Cadvisor: kubernetes 1.3, systemd 229, memory working_set is radically different from `free`

Created on 4 Nov 2016 · 6Comments · Source: google/cadvisor

At least with kubernetes 1.3 and systemd 229, the remorted memory usage by cadvisor is radically different from the usage indicated by free.

Free reports 1778024 used byte (+/- cache, buffers) and heapster/cadvisor report 2282536960 used byte.
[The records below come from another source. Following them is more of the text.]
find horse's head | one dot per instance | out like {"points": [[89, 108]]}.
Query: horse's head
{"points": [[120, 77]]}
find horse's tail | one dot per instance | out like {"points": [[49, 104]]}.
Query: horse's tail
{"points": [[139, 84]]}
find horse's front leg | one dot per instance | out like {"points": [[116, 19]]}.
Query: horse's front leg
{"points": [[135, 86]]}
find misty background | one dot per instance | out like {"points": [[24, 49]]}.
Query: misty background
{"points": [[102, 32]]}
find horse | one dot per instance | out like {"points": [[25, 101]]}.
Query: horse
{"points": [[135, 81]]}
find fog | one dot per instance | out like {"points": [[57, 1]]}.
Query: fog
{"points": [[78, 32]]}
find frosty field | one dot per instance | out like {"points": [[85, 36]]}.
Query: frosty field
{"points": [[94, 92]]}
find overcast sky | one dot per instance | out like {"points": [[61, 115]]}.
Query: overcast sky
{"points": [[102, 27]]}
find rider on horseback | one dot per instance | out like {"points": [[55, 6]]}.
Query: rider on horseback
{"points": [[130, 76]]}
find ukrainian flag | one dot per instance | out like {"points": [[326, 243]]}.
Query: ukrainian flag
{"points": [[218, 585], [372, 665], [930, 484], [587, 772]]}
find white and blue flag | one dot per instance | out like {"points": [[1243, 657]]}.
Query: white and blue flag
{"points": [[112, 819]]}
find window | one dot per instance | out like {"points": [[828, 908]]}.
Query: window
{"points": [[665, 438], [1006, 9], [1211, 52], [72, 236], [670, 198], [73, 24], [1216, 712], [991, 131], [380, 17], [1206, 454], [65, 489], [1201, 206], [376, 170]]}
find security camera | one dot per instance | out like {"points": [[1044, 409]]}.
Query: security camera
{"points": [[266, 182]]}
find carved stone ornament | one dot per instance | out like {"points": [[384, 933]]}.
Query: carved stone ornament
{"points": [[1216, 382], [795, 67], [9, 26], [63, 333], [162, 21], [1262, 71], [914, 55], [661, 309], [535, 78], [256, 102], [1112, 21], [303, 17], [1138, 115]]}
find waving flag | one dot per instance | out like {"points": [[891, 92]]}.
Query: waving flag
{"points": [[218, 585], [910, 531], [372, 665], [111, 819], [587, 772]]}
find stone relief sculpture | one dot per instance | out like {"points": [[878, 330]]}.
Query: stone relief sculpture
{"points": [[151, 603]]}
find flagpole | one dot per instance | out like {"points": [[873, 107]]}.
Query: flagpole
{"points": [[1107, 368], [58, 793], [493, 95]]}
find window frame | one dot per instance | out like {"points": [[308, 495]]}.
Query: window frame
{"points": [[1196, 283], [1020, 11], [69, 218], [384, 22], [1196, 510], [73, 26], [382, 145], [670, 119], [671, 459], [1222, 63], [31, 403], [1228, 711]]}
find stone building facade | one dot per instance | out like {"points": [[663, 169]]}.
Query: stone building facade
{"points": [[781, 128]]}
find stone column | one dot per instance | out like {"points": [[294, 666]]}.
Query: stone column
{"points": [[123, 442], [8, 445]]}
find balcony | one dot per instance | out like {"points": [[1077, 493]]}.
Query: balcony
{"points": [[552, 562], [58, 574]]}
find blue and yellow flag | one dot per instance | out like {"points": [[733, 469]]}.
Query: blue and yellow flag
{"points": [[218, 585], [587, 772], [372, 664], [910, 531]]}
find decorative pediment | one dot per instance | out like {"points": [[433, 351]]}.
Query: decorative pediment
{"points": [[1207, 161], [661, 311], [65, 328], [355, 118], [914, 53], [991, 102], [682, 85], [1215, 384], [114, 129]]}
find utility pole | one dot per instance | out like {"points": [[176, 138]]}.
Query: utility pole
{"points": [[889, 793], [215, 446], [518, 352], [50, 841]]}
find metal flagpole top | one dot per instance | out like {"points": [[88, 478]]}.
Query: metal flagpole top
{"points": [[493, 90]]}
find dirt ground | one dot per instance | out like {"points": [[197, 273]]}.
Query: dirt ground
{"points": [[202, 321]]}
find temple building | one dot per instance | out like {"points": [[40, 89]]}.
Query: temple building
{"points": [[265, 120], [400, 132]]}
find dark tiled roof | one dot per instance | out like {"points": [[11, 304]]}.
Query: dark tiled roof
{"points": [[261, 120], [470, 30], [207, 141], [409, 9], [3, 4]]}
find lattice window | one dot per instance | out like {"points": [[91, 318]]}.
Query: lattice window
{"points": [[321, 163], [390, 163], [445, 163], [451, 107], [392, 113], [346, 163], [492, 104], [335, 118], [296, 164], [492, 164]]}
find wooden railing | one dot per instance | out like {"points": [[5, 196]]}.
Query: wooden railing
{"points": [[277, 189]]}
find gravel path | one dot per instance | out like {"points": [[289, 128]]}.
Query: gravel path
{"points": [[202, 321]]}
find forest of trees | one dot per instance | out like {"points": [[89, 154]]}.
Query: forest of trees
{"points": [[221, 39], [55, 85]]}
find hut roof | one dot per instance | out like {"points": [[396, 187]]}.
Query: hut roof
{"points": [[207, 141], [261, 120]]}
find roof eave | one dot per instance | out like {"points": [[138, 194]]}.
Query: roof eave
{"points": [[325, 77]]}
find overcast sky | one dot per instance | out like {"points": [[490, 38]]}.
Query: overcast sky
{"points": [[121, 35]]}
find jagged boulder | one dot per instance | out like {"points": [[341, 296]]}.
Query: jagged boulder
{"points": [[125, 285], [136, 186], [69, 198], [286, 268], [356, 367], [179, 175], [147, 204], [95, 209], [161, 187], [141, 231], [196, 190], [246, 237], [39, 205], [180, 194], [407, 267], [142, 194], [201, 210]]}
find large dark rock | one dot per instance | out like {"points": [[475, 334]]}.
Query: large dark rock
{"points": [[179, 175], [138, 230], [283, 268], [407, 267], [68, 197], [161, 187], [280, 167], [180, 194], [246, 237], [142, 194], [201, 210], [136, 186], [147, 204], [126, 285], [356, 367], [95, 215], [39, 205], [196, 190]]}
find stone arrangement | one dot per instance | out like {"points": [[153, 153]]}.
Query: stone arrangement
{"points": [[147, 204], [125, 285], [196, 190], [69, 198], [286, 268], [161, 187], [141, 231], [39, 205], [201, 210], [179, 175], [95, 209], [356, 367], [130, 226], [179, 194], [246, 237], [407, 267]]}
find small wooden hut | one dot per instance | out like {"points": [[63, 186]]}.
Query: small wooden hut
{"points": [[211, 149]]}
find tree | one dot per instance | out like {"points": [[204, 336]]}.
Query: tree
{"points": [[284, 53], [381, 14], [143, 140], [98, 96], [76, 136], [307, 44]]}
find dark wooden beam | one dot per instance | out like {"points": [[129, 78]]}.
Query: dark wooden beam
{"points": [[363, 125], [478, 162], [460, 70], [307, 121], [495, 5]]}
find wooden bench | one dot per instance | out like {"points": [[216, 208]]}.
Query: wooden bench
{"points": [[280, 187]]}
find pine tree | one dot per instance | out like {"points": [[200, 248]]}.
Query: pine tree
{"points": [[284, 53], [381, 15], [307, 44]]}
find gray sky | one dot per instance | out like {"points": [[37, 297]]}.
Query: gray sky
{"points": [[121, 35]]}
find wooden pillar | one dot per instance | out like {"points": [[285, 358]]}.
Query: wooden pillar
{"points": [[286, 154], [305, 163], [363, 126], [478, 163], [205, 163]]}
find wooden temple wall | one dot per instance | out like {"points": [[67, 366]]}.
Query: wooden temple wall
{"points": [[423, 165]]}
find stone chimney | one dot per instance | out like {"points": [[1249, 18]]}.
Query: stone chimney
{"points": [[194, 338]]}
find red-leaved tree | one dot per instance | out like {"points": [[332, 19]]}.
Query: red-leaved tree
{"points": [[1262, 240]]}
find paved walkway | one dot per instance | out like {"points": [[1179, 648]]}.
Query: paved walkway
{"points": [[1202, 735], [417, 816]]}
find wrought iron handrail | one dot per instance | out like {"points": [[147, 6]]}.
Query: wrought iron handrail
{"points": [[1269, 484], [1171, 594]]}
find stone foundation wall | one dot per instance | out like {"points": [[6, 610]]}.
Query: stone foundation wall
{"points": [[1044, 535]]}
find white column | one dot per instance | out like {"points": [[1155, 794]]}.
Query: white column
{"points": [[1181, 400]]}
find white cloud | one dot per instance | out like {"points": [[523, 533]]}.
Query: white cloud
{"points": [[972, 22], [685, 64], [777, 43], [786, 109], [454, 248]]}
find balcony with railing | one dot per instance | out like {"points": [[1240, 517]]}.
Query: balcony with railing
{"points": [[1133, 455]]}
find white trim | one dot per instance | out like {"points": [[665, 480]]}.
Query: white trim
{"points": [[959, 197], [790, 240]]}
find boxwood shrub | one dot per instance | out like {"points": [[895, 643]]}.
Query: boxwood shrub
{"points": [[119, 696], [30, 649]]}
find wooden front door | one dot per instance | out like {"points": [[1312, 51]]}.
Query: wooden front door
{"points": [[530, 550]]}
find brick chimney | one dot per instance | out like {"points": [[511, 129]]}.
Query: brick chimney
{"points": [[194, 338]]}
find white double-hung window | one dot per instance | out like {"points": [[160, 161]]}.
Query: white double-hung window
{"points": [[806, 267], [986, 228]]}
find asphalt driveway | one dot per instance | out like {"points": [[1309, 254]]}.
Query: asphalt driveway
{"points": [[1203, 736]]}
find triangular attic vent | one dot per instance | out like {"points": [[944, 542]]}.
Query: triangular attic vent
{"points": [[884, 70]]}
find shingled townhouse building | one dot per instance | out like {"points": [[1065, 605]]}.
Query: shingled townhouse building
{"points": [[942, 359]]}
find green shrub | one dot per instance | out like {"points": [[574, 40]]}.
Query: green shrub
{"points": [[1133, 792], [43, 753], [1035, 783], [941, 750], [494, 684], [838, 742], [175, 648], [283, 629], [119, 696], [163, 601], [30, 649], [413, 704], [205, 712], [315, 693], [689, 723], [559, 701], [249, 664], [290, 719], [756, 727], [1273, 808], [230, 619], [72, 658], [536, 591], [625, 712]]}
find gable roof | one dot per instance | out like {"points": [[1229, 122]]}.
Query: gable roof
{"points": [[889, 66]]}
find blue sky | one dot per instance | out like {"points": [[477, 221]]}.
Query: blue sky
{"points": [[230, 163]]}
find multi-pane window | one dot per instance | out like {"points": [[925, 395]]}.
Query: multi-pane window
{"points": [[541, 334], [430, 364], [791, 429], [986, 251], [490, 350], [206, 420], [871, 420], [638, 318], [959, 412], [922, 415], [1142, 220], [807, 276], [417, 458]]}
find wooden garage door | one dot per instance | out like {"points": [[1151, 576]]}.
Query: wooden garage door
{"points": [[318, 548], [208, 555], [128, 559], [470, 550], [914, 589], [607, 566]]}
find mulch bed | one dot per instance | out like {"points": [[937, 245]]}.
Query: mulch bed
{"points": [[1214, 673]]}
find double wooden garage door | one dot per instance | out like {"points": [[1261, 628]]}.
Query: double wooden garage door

Following is data that was extracted from the cluster via heapster and elasticsearch and the output of free -h at the same time:

{
  "_index": "heapster-2016.11.04",
  "_type": "memory",
  "_id": "f3f9d8c2-a2ab-11e6-9941-2aa42b43b130",
  "_score": null,
  "_source": {
    "MemoryMetricsTimestamp": "2016-11-04T16:30:00Z",
    "Metrics": {
      "memory/limit": {
        "value": 1472200704
      },
      "memory/major_page_faults": {
        "value": 151
      },
      "memory/major_page_faults_rate": {
        "value": 0
      },
      "memory/node_allocatable": {
        "value": 3950506000
      },
      "memory/node_capacity": {
        "value": 3950506000
      },
      "memory/node_reservation": {
        "value": 0.31692135
      },
      "memory/node_utilization": {
        "value": 0.81257236
      },
      "memory/page_faults": {
        "value": 37131328
      },
      "memory/page_faults_rate": {
        "value": 10.287301
      },
      "memory/request": {
        "value": 1251999744
      },
      "memory/usage": {
        "value": 3210072064
      },
      "memory/working_set": {
        "value": 2282536960
      }
    },
    "MetricsTags": {
      "host_id": "i-79c274f2",
      "hostname": "ip-10-0-0-67.eu-west-1.compute.internal",
      "labels": "beta.kubernetes.io/arch:amd64,beta.kubernetes.io/instance-type:m3.medium,beta.kubernetes.io/os:linux,failure-domain.beta.kubernetes.io/region:eu-west-1,failure-domain.beta.kubernetes.io/zone:eu-west-1a,kubernetes.io/hostname:ip-10-0-0-67.eu-west-1.compute.internal",
      "nodename": "ip-10-0-0-67.eu-west-1.compute.internal",
      "type": "node"
    }
  },
  "fields": {
    "MemoryMetricsTimestamp": [
      1478277000000
    ]
  },
  "highlight": {
    "MetricsTags.hostname.raw": [
      "@[email protected]@/kibana-highlighted-field@"
    ],
    "MetricsTags.type": [
      "@kibana-highlighted-field@node@/kibana-highlighted-field@"
    ],
    "MetricsTags.nodename.raw": [
      "@[email protected]@/kibana-highlighted-field@"
    ]
  },
  "sort": [
    1478277000000
  ]
}

ip-10-0-0-67 core # free 
             total       used       free     shared    buffers     cached
Mem:       3857916    3751744     106172       1460     237904    1735816
-/+ buffers/cache:    1778024    2079892
Swap:            0          0          0

kinsupport

Source

Thermi

👍6

Most helpful comment

Is the decision to include active page cache in working set memory deliberate and arguably correct, or do cAdvisor devs believe it should be excluded? Looking at kubernetes release 1.5.3, it appears that cAdvisor itself is what's subtracting total inactive file memory from memory.usage_in_bytes when calculating working set (cadvisor/container/libcontainer/helpers.go func setMemoryStats).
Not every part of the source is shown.